Recently I wrote about how Americans give away their backgrounds with a word choice. (Word of the Week – doodlebug.) At the grocery store, do you put your food in a bag (East)? Or a sack (everyone else except the South)? In the South you might carry groceries in a “poke.” Think of buying “a pig in a poke.” You wouldn’t know its true value if you didn’t take it out of the sack and inspect it.
These word choices indicate broad geographical divisions in America, but what about accent and pronunciation? In Pygmalion, Professor Higgins claimed he could place any man in London within two miles as soon as he heard his voice. Aside from the unintelligible Cockney, we know from Masterpiece Theater the Brits speak a language different from American English, even though it might be spelled the same. Bill Bryson’s delightful book, The Mother Tongue, has plenty to say on the subject, as follows.

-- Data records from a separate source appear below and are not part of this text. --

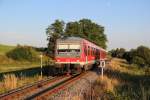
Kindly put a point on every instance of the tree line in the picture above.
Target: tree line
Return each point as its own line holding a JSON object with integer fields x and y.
{"x": 139, "y": 56}
{"x": 84, "y": 28}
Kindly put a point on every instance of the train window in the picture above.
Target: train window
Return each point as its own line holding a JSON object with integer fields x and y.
{"x": 74, "y": 46}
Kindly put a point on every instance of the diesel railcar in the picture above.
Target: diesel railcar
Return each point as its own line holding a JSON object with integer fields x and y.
{"x": 76, "y": 54}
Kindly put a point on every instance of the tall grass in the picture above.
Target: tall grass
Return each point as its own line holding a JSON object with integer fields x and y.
{"x": 10, "y": 81}
{"x": 123, "y": 82}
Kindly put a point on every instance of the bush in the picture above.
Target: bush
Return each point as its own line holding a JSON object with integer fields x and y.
{"x": 23, "y": 53}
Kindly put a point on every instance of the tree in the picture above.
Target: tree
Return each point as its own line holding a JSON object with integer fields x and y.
{"x": 87, "y": 29}
{"x": 54, "y": 31}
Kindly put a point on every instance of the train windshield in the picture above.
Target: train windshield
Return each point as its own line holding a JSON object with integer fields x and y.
{"x": 68, "y": 50}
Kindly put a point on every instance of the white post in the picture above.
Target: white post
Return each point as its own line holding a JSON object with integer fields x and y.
{"x": 41, "y": 64}
{"x": 102, "y": 64}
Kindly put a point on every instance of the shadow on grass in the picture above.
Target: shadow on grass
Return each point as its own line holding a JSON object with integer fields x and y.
{"x": 27, "y": 72}
{"x": 133, "y": 87}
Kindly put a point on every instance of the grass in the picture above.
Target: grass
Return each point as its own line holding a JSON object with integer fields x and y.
{"x": 5, "y": 48}
{"x": 10, "y": 81}
{"x": 8, "y": 64}
{"x": 122, "y": 81}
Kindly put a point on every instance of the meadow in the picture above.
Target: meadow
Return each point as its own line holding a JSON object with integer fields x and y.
{"x": 123, "y": 81}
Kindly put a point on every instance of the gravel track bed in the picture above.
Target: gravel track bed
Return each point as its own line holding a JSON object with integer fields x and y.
{"x": 78, "y": 89}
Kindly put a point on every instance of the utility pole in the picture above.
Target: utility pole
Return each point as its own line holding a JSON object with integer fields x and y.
{"x": 41, "y": 56}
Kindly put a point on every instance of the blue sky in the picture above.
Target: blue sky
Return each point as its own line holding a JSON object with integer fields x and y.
{"x": 126, "y": 22}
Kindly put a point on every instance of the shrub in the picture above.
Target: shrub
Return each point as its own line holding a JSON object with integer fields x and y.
{"x": 23, "y": 53}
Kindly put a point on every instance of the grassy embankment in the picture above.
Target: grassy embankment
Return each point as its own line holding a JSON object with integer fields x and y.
{"x": 123, "y": 81}
{"x": 10, "y": 81}
{"x": 7, "y": 64}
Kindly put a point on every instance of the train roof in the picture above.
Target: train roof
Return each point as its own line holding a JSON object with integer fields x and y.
{"x": 79, "y": 39}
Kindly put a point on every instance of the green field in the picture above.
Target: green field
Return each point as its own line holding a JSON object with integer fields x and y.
{"x": 8, "y": 64}
{"x": 5, "y": 48}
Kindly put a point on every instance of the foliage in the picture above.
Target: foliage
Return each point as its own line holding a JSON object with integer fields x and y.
{"x": 139, "y": 56}
{"x": 23, "y": 53}
{"x": 54, "y": 31}
{"x": 84, "y": 28}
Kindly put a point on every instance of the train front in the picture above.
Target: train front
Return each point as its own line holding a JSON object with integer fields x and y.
{"x": 68, "y": 54}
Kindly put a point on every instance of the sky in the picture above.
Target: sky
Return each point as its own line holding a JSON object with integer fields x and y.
{"x": 126, "y": 22}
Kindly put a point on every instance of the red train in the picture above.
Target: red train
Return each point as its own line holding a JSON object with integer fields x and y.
{"x": 77, "y": 54}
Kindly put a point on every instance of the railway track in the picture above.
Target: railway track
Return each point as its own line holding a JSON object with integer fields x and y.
{"x": 31, "y": 89}
{"x": 44, "y": 95}
{"x": 42, "y": 89}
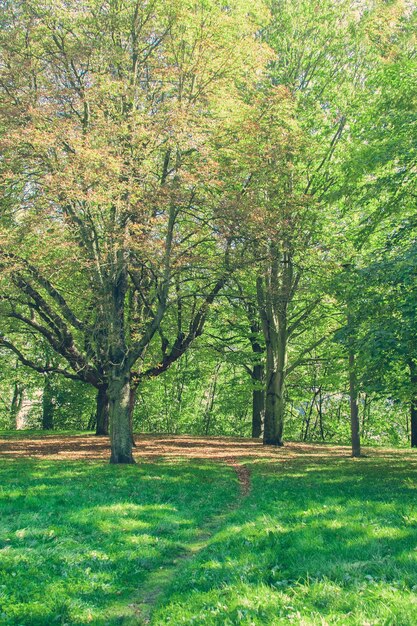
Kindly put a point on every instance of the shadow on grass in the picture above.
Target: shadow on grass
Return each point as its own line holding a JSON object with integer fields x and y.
{"x": 77, "y": 540}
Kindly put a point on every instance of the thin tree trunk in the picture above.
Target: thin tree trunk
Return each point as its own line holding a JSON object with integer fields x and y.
{"x": 413, "y": 403}
{"x": 120, "y": 417}
{"x": 258, "y": 401}
{"x": 16, "y": 403}
{"x": 132, "y": 402}
{"x": 102, "y": 411}
{"x": 275, "y": 388}
{"x": 47, "y": 405}
{"x": 354, "y": 411}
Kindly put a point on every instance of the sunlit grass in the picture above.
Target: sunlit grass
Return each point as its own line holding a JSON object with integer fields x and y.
{"x": 315, "y": 542}
{"x": 325, "y": 543}
{"x": 78, "y": 540}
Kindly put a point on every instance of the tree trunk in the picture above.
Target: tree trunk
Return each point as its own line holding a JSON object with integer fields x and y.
{"x": 16, "y": 403}
{"x": 120, "y": 414}
{"x": 47, "y": 405}
{"x": 132, "y": 402}
{"x": 275, "y": 387}
{"x": 354, "y": 411}
{"x": 258, "y": 401}
{"x": 413, "y": 403}
{"x": 102, "y": 411}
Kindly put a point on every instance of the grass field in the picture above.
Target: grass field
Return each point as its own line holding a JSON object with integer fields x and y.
{"x": 314, "y": 539}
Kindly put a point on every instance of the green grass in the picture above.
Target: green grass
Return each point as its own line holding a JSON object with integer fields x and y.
{"x": 315, "y": 542}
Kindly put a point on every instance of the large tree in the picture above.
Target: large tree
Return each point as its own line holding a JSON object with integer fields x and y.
{"x": 110, "y": 247}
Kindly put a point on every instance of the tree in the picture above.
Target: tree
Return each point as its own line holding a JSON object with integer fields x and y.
{"x": 110, "y": 162}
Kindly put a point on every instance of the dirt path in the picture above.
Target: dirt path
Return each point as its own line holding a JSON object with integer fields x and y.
{"x": 160, "y": 581}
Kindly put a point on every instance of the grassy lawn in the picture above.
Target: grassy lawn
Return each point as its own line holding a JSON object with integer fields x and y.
{"x": 316, "y": 541}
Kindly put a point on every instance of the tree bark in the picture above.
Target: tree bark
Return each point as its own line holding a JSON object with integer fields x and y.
{"x": 120, "y": 417}
{"x": 275, "y": 385}
{"x": 102, "y": 411}
{"x": 354, "y": 411}
{"x": 413, "y": 403}
{"x": 47, "y": 405}
{"x": 132, "y": 402}
{"x": 258, "y": 401}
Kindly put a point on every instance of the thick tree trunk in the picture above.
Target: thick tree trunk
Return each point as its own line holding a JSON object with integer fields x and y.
{"x": 413, "y": 403}
{"x": 120, "y": 417}
{"x": 354, "y": 411}
{"x": 102, "y": 411}
{"x": 274, "y": 410}
{"x": 47, "y": 406}
{"x": 258, "y": 402}
{"x": 275, "y": 386}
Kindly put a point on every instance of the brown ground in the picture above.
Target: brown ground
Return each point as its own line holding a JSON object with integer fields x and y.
{"x": 152, "y": 447}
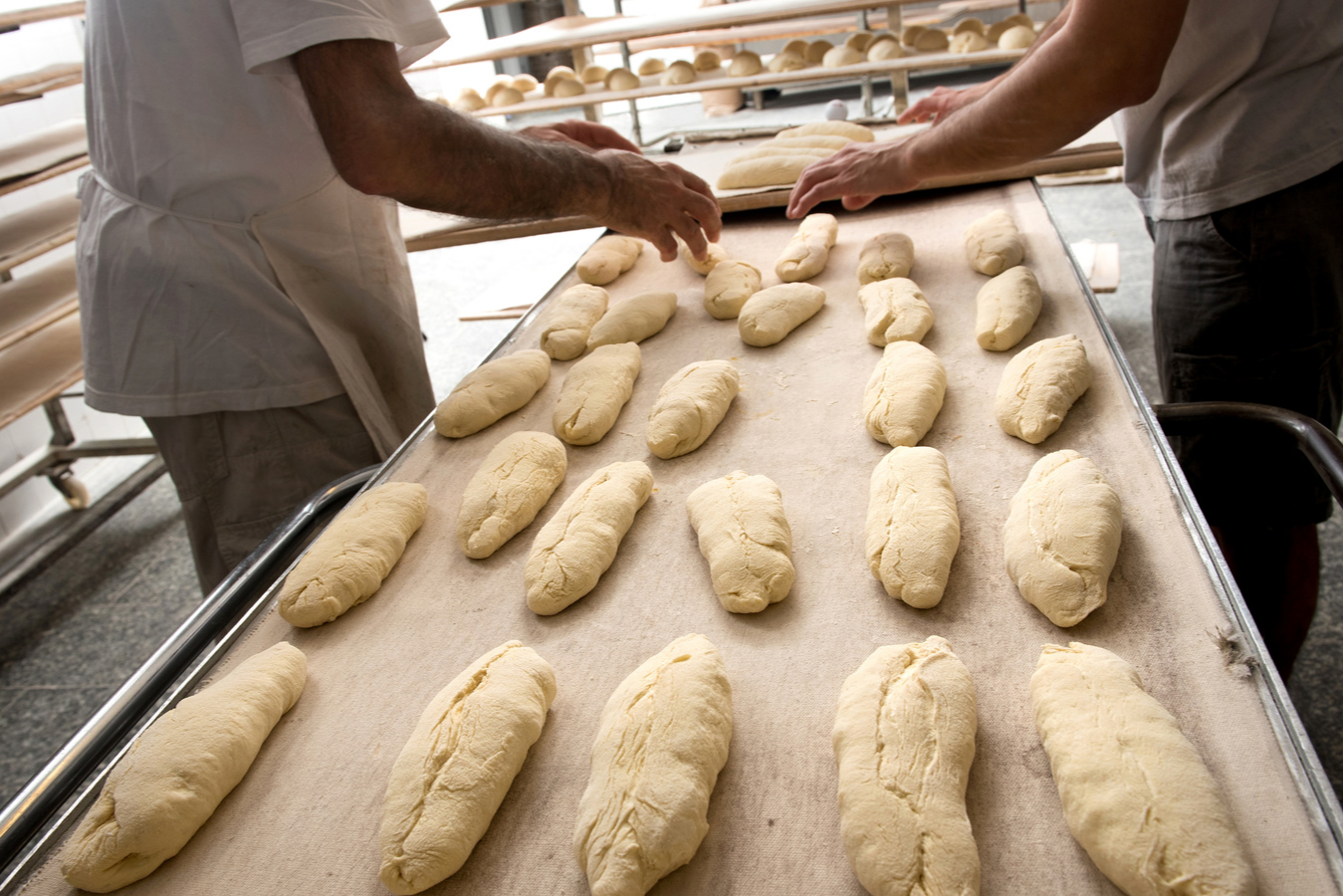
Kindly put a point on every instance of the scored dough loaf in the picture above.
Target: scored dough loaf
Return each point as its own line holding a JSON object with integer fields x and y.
{"x": 913, "y": 528}
{"x": 515, "y": 480}
{"x": 179, "y": 772}
{"x": 608, "y": 258}
{"x": 492, "y": 391}
{"x": 808, "y": 250}
{"x": 458, "y": 765}
{"x": 746, "y": 538}
{"x": 579, "y": 543}
{"x": 595, "y": 391}
{"x": 1061, "y": 537}
{"x": 904, "y": 741}
{"x": 660, "y": 746}
{"x": 904, "y": 394}
{"x": 1038, "y": 387}
{"x": 691, "y": 406}
{"x": 895, "y": 310}
{"x": 570, "y": 319}
{"x": 348, "y": 561}
{"x": 1135, "y": 792}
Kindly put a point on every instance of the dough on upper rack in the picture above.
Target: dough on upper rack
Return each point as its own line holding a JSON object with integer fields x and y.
{"x": 904, "y": 741}
{"x": 179, "y": 770}
{"x": 661, "y": 743}
{"x": 348, "y": 561}
{"x": 458, "y": 765}
{"x": 1061, "y": 537}
{"x": 1135, "y": 792}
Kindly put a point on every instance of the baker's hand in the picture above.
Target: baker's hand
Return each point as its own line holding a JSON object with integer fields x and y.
{"x": 660, "y": 202}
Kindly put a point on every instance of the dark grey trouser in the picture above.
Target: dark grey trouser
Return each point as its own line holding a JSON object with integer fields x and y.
{"x": 241, "y": 473}
{"x": 1247, "y": 307}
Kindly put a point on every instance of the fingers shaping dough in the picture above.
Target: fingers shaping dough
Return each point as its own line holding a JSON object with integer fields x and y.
{"x": 460, "y": 762}
{"x": 1135, "y": 792}
{"x": 1007, "y": 308}
{"x": 179, "y": 772}
{"x": 492, "y": 391}
{"x": 570, "y": 319}
{"x": 579, "y": 543}
{"x": 348, "y": 561}
{"x": 1061, "y": 537}
{"x": 595, "y": 391}
{"x": 691, "y": 406}
{"x": 511, "y": 485}
{"x": 895, "y": 310}
{"x": 1038, "y": 387}
{"x": 746, "y": 538}
{"x": 904, "y": 394}
{"x": 660, "y": 747}
{"x": 808, "y": 250}
{"x": 904, "y": 741}
{"x": 913, "y": 528}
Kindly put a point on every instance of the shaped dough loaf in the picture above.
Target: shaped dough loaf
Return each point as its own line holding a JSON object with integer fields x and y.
{"x": 570, "y": 319}
{"x": 1135, "y": 792}
{"x": 904, "y": 394}
{"x": 808, "y": 250}
{"x": 515, "y": 480}
{"x": 1038, "y": 387}
{"x": 904, "y": 741}
{"x": 1061, "y": 537}
{"x": 633, "y": 320}
{"x": 776, "y": 312}
{"x": 895, "y": 310}
{"x": 579, "y": 543}
{"x": 691, "y": 406}
{"x": 746, "y": 538}
{"x": 595, "y": 391}
{"x": 993, "y": 243}
{"x": 1007, "y": 308}
{"x": 458, "y": 765}
{"x": 348, "y": 561}
{"x": 179, "y": 772}
{"x": 608, "y": 258}
{"x": 913, "y": 528}
{"x": 492, "y": 391}
{"x": 660, "y": 747}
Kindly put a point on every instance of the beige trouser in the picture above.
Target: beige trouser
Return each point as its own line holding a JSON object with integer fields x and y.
{"x": 241, "y": 473}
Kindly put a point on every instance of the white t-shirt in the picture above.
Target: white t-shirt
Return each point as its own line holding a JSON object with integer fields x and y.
{"x": 193, "y": 109}
{"x": 1250, "y": 103}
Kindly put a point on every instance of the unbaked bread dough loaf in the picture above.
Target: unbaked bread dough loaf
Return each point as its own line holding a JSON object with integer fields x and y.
{"x": 993, "y": 243}
{"x": 1061, "y": 537}
{"x": 179, "y": 772}
{"x": 904, "y": 394}
{"x": 579, "y": 543}
{"x": 895, "y": 310}
{"x": 492, "y": 391}
{"x": 1007, "y": 308}
{"x": 608, "y": 258}
{"x": 913, "y": 528}
{"x": 569, "y": 320}
{"x": 746, "y": 538}
{"x": 904, "y": 741}
{"x": 691, "y": 406}
{"x": 458, "y": 765}
{"x": 515, "y": 480}
{"x": 776, "y": 312}
{"x": 593, "y": 392}
{"x": 808, "y": 250}
{"x": 1135, "y": 792}
{"x": 348, "y": 561}
{"x": 660, "y": 747}
{"x": 1038, "y": 387}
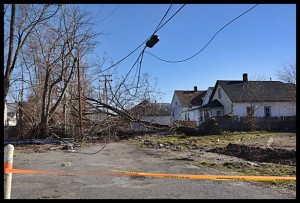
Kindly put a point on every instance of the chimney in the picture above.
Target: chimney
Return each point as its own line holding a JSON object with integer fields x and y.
{"x": 245, "y": 77}
{"x": 195, "y": 88}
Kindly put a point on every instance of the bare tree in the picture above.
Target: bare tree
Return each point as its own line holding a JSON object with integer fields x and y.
{"x": 55, "y": 46}
{"x": 288, "y": 73}
{"x": 23, "y": 19}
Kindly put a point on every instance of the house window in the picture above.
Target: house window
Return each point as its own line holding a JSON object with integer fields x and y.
{"x": 206, "y": 114}
{"x": 187, "y": 117}
{"x": 250, "y": 111}
{"x": 267, "y": 111}
{"x": 219, "y": 93}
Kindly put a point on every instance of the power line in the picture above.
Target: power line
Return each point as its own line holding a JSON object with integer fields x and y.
{"x": 178, "y": 61}
{"x": 140, "y": 57}
{"x": 156, "y": 30}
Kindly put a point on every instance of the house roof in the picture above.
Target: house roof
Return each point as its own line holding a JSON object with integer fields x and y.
{"x": 245, "y": 91}
{"x": 187, "y": 98}
{"x": 152, "y": 109}
{"x": 212, "y": 104}
{"x": 11, "y": 107}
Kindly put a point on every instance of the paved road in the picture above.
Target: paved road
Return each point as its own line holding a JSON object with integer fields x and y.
{"x": 119, "y": 156}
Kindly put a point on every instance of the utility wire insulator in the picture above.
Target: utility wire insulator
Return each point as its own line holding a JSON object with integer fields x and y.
{"x": 152, "y": 41}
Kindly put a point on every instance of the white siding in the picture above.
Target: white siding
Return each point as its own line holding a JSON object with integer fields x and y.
{"x": 5, "y": 113}
{"x": 176, "y": 108}
{"x": 207, "y": 96}
{"x": 224, "y": 100}
{"x": 277, "y": 108}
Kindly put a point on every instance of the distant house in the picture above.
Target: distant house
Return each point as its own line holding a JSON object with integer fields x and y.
{"x": 241, "y": 97}
{"x": 10, "y": 114}
{"x": 185, "y": 104}
{"x": 159, "y": 113}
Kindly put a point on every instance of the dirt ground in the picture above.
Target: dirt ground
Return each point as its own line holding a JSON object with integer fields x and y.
{"x": 277, "y": 149}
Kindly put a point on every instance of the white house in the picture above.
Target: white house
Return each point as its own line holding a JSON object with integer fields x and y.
{"x": 241, "y": 97}
{"x": 10, "y": 114}
{"x": 185, "y": 105}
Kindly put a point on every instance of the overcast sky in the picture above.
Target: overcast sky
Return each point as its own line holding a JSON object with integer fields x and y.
{"x": 259, "y": 42}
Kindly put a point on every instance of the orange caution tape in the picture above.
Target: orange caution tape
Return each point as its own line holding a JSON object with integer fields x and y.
{"x": 180, "y": 176}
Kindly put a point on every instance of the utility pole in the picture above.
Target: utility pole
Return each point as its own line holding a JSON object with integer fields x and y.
{"x": 79, "y": 99}
{"x": 105, "y": 88}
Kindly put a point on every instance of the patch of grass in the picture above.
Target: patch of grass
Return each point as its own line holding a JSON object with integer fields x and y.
{"x": 208, "y": 140}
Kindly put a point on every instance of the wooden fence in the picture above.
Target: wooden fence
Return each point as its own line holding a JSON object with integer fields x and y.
{"x": 283, "y": 123}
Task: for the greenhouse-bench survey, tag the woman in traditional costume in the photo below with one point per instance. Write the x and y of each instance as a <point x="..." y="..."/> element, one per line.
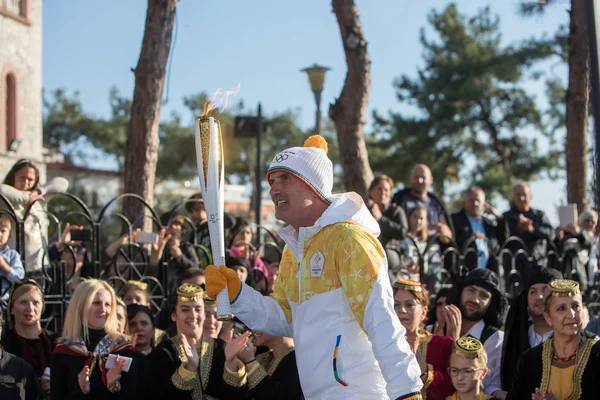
<point x="24" y="336"/>
<point x="192" y="366"/>
<point x="411" y="300"/>
<point x="468" y="367"/>
<point x="566" y="366"/>
<point x="90" y="336"/>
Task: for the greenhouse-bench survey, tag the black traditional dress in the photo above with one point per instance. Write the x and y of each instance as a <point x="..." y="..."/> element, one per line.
<point x="275" y="378"/>
<point x="536" y="369"/>
<point x="37" y="352"/>
<point x="171" y="380"/>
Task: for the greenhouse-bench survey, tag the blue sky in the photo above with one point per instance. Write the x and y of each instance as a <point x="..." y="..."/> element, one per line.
<point x="88" y="46"/>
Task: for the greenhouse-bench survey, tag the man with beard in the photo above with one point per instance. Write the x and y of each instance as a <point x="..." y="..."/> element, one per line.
<point x="521" y="335"/>
<point x="482" y="307"/>
<point x="418" y="195"/>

My Yorkshire friend confirms that, despite the fact that Bradford and Leeds have grown right together, a local can tell which city a speaker is from. Within an eight mile area, the villages of Kintbury, Boxford and Cold Ash use different words, respectively, greatcoat, topcoat and overcoat. Besides the rich mix of regional dialects, English speech is also very much influenced by class and social standing. George Bernard Shaw wrote, “It is impossible for an Englishman to open his mouth without making some other Englishman despise him.”
An Australian who used the pen name “Afferbeck Lauder,” dubbed the upper class English dialect “fraffly,” based on his translation of “Weh sue fraffly gled yorkered calm.” It means of course, “We’re so frightfully glad you could come.” They say the key is to talk like Prince Charles, without moving the lips. Try saying “How fay caned a few,” to mean “How very kind of you.” You’ll sound like you’re on Downton Abbey.